Tahta Samsung di pasar smartphone global akhirnya tergeser untuk pertama kalinya. Berdasarkan laporan terbaru Canalys, Huawei dilaporkan mengapalkan lebih banyak smartphone di seluruh dunia dibanding vendor lain untuk pertama kalinya pada Q2 2020.
Mengacu laporan Canalys, Huawei tercatat mengapalkan sebanyak 55,8 juta unit smartphoen pada Q2 2020, yang sejatinya mengalami penurunan 5% secara year-on-year. Sementara Samsung berada di posisi kedua dengan total pengapalan sebanyak 53,7 juta unit di periode yang sama. Vendor asal Korea Selatan itu juga mengalami penurunan 30% dibanding raihannya pada tahun 2019 lalu.

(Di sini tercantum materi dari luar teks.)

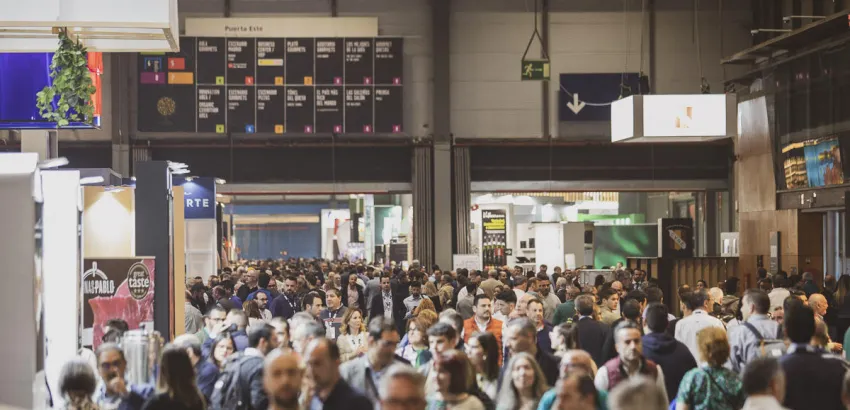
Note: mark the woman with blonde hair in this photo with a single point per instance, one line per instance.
(711, 386)
(522, 385)
(176, 386)
(352, 335)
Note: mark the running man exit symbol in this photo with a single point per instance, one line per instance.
(535, 70)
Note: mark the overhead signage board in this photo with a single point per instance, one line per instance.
(587, 97)
(674, 118)
(535, 70)
(274, 86)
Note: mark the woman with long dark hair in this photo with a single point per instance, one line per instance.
(176, 388)
(483, 351)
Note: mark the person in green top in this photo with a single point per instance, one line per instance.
(711, 386)
(566, 310)
(576, 365)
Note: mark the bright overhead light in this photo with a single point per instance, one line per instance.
(91, 180)
(53, 163)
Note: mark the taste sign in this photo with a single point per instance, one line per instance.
(199, 202)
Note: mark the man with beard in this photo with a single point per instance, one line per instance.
(286, 304)
(322, 360)
(282, 380)
(115, 392)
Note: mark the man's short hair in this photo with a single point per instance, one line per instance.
(758, 374)
(523, 324)
(625, 324)
(258, 333)
(507, 296)
(263, 280)
(189, 341)
(656, 317)
(402, 371)
(696, 300)
(637, 393)
(240, 318)
(799, 323)
(442, 329)
(654, 295)
(759, 299)
(380, 324)
(584, 305)
(479, 297)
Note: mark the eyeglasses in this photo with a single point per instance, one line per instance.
(107, 366)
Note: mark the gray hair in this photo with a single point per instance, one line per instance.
(402, 371)
(637, 393)
(77, 376)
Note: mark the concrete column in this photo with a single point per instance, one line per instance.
(43, 142)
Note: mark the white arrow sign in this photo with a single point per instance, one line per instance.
(576, 106)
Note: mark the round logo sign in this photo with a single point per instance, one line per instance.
(139, 281)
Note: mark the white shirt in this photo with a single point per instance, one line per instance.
(464, 293)
(601, 380)
(762, 402)
(777, 297)
(687, 329)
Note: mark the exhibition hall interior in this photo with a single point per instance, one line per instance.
(369, 204)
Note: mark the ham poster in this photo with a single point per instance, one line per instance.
(116, 288)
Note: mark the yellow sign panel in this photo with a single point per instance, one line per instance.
(181, 78)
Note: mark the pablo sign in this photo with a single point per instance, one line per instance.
(199, 198)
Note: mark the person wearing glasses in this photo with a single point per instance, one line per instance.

Huawei masih harus tunduk dengan adanya pembatasan dari pemerintah AS, yang membuat bisnisnya tertahan di luar Cina. Imbasnya, pengapalan smartphone Huawei di luar Cina mengalami penurunan 27% pada Q2 2020 lalu. Kendati demikian, Huawei telah mengalami pertumbuhan dan mendominasi pasar domestic di Cina, di mana pengapalan smartphone besutannya mengalami peningkatan sebesar 8% di kuartal tersebut. Menurut indikasi Canalys, Huawei berhasil menjual lebih dari 70% smartphone di negara asalnya.
“Ini adalah hasil yang luarbiasa yang diperkirakan sejumlah pihak tahun lalu. Jika bukan karena Covid-19, itu tidak akan terjadi. Huawei telah mengambil keuntungan penuh dari pemulihan ekonomi Cina untuk menghidupkan kembali bisnis smartphone-nya,” kata Ben Stanton, analis senior Canalys, seperti dilansir DigiTimes.
Adapun Samsung, seperti dikatakan Stanton, memiliki tingkat kehadiran yang kecil di Cina, dengan pangsa pasar kurang dari 1%, sementara pasar intinya, seperti di Brasil, India, Amerika Serikat, dan Eropa, telah diganggu oleh wabah dan lockdown (di wilayah tersebut).
“Meraih tempat pertama sangat penting bagi Huawei,” ucap Mo Jia, seorang analis Canalys. “(Huawei) sangat ingin menunjukkan kekuatan brand-nya kepada konsumen dalam negeri, pemasok komponen dan pengembang (aplikasi). Perusahaan perlu meyakinkan mereka untuk berinvestasi, dan akan menyiarkanpesan keberhasilannya dalam waktu yang lama dan luas dalam beberapa bulan mendatang,” lanjut Mo Jia.
Kendati begitu, Mo Jia menilai bahwa akan sulit bagi Huawei untuk mempertahankan keunggulannya dalam jangka panjang.
Bukan tanpa alasan, Mitra utama (Huawei) di wilayah-wilayah (pasar) utama, seperti Eropa, diperkirakan bakal mewaspadai perangkat Huawei, mengambil sedikit model, dan membawa brand baru untuk mengurangi resiko.
“Kekuatan di Cina saja tidak akan cukup untuk mempertahankan Huawei di posisi puncak begitu ekonomi global mulai pulih,” tutup Mo Jia.